Funktionaler Gesangsunterricht nach Cornelius Reid

Funktionaler Gesangsunterricht heißt: Das Unmögliche möglich, das Mögliche einfach und das Einfache elegant zu machen.

Was ist funktionaler Gesangsunterricht?

Funktionaler Gesangsunterricht, wiederentdeckt vom New Yorker Pädagogen Cornelius Reid befähigt mich, Stimmen zu hohen Leistungen auszubilden.

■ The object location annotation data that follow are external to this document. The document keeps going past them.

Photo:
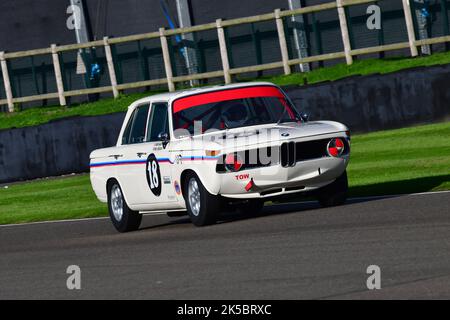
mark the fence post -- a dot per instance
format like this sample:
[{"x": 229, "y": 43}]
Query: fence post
[
  {"x": 6, "y": 82},
  {"x": 344, "y": 32},
  {"x": 223, "y": 51},
  {"x": 166, "y": 56},
  {"x": 410, "y": 28},
  {"x": 283, "y": 44},
  {"x": 112, "y": 71},
  {"x": 58, "y": 76}
]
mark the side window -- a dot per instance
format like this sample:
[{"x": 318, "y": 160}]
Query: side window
[
  {"x": 126, "y": 133},
  {"x": 159, "y": 121},
  {"x": 137, "y": 134}
]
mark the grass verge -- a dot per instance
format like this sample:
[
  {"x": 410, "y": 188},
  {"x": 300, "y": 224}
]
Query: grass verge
[
  {"x": 37, "y": 116},
  {"x": 415, "y": 159}
]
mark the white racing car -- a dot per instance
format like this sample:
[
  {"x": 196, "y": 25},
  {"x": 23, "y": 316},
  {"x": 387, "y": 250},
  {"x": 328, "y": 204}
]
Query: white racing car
[{"x": 204, "y": 150}]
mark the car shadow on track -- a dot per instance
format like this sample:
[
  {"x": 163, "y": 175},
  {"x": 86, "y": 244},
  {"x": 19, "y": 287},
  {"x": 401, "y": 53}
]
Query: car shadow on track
[{"x": 358, "y": 194}]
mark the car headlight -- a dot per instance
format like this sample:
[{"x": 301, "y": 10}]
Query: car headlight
[{"x": 335, "y": 147}]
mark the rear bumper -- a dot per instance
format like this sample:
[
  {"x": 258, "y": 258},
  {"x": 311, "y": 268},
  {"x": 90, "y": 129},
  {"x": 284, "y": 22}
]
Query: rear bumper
[{"x": 277, "y": 180}]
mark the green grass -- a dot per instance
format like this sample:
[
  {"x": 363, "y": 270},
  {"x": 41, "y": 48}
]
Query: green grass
[
  {"x": 408, "y": 160},
  {"x": 37, "y": 116}
]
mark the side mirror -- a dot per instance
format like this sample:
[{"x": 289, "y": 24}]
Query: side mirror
[
  {"x": 305, "y": 116},
  {"x": 164, "y": 137}
]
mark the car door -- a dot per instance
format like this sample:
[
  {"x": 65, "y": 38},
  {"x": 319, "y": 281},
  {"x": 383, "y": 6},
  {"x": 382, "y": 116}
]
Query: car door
[
  {"x": 129, "y": 166},
  {"x": 156, "y": 186}
]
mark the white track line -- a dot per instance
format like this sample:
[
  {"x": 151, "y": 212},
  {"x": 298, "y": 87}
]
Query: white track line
[{"x": 163, "y": 213}]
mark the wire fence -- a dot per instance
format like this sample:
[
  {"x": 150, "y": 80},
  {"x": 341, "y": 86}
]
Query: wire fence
[{"x": 222, "y": 51}]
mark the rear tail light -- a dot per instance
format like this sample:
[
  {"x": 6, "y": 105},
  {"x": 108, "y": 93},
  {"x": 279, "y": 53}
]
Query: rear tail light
[
  {"x": 233, "y": 162},
  {"x": 335, "y": 147}
]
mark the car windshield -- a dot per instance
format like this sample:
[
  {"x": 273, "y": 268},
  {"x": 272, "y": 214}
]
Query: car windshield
[{"x": 233, "y": 108}]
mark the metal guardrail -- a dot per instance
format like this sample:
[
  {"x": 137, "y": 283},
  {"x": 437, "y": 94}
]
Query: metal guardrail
[{"x": 226, "y": 71}]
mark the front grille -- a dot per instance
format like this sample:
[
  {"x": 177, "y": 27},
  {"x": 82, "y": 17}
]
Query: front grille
[{"x": 291, "y": 152}]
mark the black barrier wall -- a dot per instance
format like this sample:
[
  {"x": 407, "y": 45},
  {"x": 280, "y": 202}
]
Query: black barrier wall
[
  {"x": 56, "y": 148},
  {"x": 364, "y": 104}
]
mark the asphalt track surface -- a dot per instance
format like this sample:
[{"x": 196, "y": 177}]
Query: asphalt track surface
[{"x": 292, "y": 251}]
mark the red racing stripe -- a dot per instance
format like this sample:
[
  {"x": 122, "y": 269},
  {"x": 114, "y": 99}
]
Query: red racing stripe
[{"x": 225, "y": 95}]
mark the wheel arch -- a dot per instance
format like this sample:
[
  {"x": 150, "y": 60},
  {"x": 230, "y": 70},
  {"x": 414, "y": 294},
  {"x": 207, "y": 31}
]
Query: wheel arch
[
  {"x": 211, "y": 185},
  {"x": 110, "y": 182}
]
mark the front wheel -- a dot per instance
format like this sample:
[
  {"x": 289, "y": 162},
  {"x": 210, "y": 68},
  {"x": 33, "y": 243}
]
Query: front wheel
[
  {"x": 203, "y": 207},
  {"x": 123, "y": 218},
  {"x": 335, "y": 193}
]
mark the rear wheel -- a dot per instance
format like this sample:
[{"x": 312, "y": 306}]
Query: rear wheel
[
  {"x": 334, "y": 194},
  {"x": 203, "y": 207},
  {"x": 123, "y": 218}
]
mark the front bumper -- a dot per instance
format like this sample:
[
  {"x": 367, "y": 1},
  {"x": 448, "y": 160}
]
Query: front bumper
[{"x": 277, "y": 180}]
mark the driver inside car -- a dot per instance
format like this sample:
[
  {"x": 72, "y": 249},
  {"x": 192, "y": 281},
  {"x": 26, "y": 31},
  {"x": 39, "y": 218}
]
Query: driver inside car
[{"x": 235, "y": 115}]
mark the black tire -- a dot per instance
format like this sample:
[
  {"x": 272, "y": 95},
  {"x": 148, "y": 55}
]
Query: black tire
[
  {"x": 130, "y": 220},
  {"x": 209, "y": 205},
  {"x": 334, "y": 194},
  {"x": 251, "y": 207}
]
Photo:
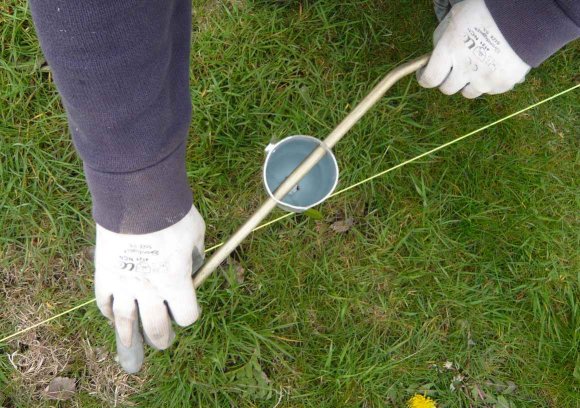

Alleine durch die drei Parameter Tonhöhe, Lautstärke und Vokal ist es möglich, die Stimme über indirekte Wege zur Selbstorganisation zu bewegen, ohne hierbei manipulativ einzuwirken. Meine Schüler singen so ohne unnötige Anstrengung, schmerzfrei und ohne heiser zu werden. Auch wenn funktionaler Gesansunterricht keine Therapie ist bestehen gute Chancen, dass, funktionelle Stimmstörungen wie hyperfunktionelle Dysphonie, hypofunktionelle Dysphonie, aber auch Knötchen und Zysten sich von alleine zurückbilden. Dieses liegt daran, dass die Stimme durch richtigen Gebrauch die Chance bekommt, sich von alleine zu regenerieren.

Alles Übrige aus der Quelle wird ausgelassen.